PHP matching the memberid to a directory

Question

So in a basic php account system, when user signs up, I am auto creating a folder and file for that user.

the '1000' and the '954V045' is just obfuscation, with the memberID sitting in the middle and its auto increment, so its unique to each account.

mkdir("1000" . $id . "954V045");
        $myfile = fopen("1000" . $id . "954V045/usersfile.php", "w") or    die("Unable to open file!");

Now the next step that I am having trouble with, is that each file must be only allowed to be opened by its account holder or anyone with a account could open any other persons file.

so I need something like this code at the top of each file in users directory that says if the session memberID is not equal to the directory than to redirect back to generic page.

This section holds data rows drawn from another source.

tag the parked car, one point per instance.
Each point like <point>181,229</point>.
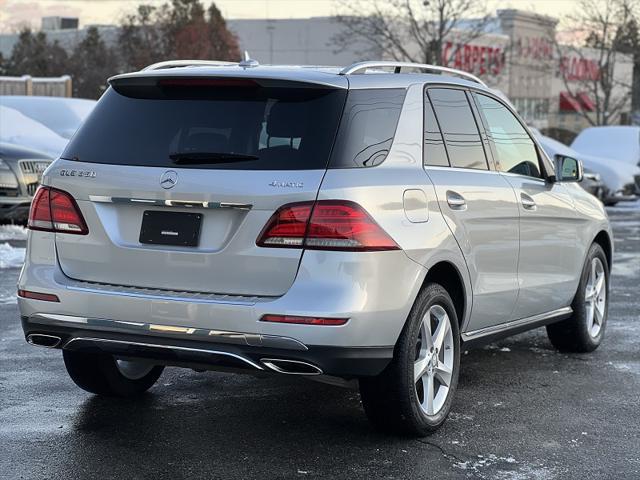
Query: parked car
<point>621,143</point>
<point>18,129</point>
<point>20,173</point>
<point>309,221</point>
<point>60,114</point>
<point>592,183</point>
<point>621,181</point>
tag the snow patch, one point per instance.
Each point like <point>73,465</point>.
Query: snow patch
<point>626,264</point>
<point>506,468</point>
<point>13,232</point>
<point>11,257</point>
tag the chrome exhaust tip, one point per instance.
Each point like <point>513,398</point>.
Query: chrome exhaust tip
<point>291,367</point>
<point>42,340</point>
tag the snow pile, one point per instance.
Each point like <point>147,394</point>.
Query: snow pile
<point>13,232</point>
<point>11,257</point>
<point>24,131</point>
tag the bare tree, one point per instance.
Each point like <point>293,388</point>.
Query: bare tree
<point>410,30</point>
<point>599,25</point>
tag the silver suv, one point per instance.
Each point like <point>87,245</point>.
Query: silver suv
<point>366,223</point>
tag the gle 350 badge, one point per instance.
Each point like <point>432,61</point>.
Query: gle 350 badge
<point>77,173</point>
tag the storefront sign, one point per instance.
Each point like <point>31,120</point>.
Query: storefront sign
<point>471,58</point>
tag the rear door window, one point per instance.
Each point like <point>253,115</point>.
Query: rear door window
<point>515,152</point>
<point>367,128</point>
<point>247,127</point>
<point>459,128</point>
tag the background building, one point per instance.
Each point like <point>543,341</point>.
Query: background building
<point>516,54</point>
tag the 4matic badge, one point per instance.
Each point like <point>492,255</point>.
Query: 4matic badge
<point>77,173</point>
<point>283,184</point>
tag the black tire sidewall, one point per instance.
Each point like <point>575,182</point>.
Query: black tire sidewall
<point>99,374</point>
<point>579,306</point>
<point>431,295</point>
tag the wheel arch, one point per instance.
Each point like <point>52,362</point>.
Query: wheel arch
<point>447,274</point>
<point>604,240</point>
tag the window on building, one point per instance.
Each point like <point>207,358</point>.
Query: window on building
<point>459,128</point>
<point>515,151</point>
<point>434,152</point>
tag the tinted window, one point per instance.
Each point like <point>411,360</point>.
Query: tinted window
<point>283,128</point>
<point>515,151</point>
<point>458,128</point>
<point>367,128</point>
<point>434,151</point>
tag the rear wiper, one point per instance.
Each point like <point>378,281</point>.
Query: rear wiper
<point>195,158</point>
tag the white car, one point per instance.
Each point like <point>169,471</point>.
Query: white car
<point>62,115</point>
<point>621,180</point>
<point>621,143</point>
<point>21,130</point>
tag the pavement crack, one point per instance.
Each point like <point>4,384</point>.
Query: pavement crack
<point>448,455</point>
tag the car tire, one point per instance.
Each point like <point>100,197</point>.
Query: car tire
<point>395,402</point>
<point>584,330</point>
<point>103,374</point>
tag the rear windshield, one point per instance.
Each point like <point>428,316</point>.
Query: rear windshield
<point>227,127</point>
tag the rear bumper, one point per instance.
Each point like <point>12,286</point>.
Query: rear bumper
<point>374,290</point>
<point>232,352</point>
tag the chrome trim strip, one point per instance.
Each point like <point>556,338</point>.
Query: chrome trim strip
<point>165,347</point>
<point>170,202</point>
<point>269,363</point>
<point>171,331</point>
<point>171,298</point>
<point>483,332</point>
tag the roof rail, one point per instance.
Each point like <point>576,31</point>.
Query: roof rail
<point>187,63</point>
<point>398,66</point>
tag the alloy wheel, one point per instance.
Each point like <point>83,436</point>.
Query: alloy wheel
<point>596,297</point>
<point>434,360</point>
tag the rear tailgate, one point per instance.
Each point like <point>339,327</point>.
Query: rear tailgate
<point>118,167</point>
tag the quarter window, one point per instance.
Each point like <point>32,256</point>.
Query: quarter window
<point>515,151</point>
<point>459,128</point>
<point>434,152</point>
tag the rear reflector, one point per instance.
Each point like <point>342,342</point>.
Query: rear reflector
<point>45,297</point>
<point>304,320</point>
<point>325,225</point>
<point>54,210</point>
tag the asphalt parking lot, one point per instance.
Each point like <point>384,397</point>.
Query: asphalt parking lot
<point>522,411</point>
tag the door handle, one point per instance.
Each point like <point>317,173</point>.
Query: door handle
<point>456,201</point>
<point>527,202</point>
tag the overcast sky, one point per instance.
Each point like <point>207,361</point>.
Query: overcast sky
<point>17,13</point>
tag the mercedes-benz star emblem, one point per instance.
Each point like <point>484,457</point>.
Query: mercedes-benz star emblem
<point>169,179</point>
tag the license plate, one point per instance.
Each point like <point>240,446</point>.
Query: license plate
<point>170,228</point>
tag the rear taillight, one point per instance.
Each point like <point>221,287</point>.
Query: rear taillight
<point>44,297</point>
<point>54,210</point>
<point>325,225</point>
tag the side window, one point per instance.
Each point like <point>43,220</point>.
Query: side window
<point>367,127</point>
<point>459,128</point>
<point>434,153</point>
<point>515,151</point>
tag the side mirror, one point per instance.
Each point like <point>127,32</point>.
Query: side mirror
<point>568,169</point>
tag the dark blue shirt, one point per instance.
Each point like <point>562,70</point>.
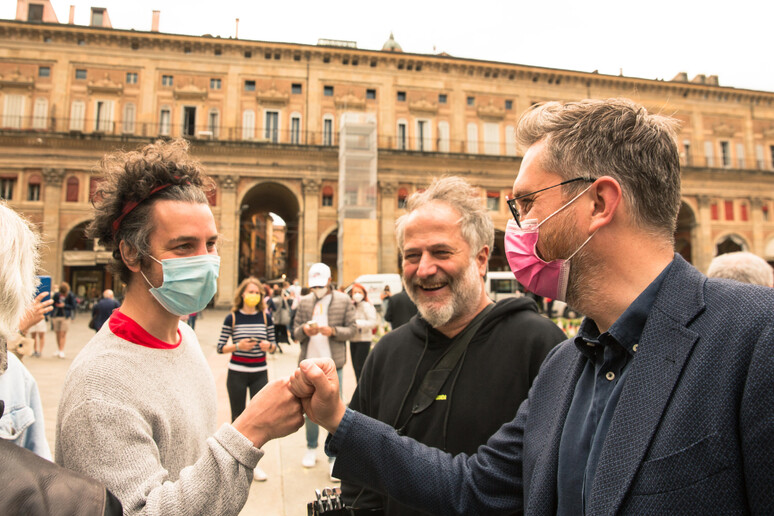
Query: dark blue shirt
<point>608,356</point>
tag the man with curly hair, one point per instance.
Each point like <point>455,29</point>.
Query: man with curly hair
<point>138,405</point>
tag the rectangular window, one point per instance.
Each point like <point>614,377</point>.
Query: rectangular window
<point>328,131</point>
<point>6,188</point>
<point>728,210</point>
<point>272,126</point>
<point>295,130</point>
<point>402,136</point>
<point>725,154</point>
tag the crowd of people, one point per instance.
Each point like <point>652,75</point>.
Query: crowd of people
<point>662,402</point>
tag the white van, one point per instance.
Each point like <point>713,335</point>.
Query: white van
<point>502,284</point>
<point>374,285</point>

So someone with a memberID of 32 should only be able to access the files in the directory 100032954V045. and someone with a memberID of 42 should only be able to access files in the directory 100042954V045.

if($_SESSION['memberID'] != ) {
 header ('Location: memberpage.php');
}

I'm guessing answer will involve basename( DIR ) , but I dont know how to strip the '1000' and the '954V045'

Answer 1

Do it like this :

<?php
   $parent = trim(strrchr(__DIR__, DIRECTORY_SEPARATOR), DIRECTORY_SEPARATOR);//stores folder name
   $id = substr($parent, 4, -7);
   // 4 = length of "1000"
   // 7 = length 954V045, it should be negative always!
   if($_SESSION['memberID'] != $id) {
        header ('Location: memberpage.php');
        exit();//do not forget to add this
    }
?>

Negative third parameter in substr omits that many character from end of string. Read more about it here : http://php.net/manual/en/function.substr.php

You also need to put exit() after header to stop execution of current script else it will go on to execute!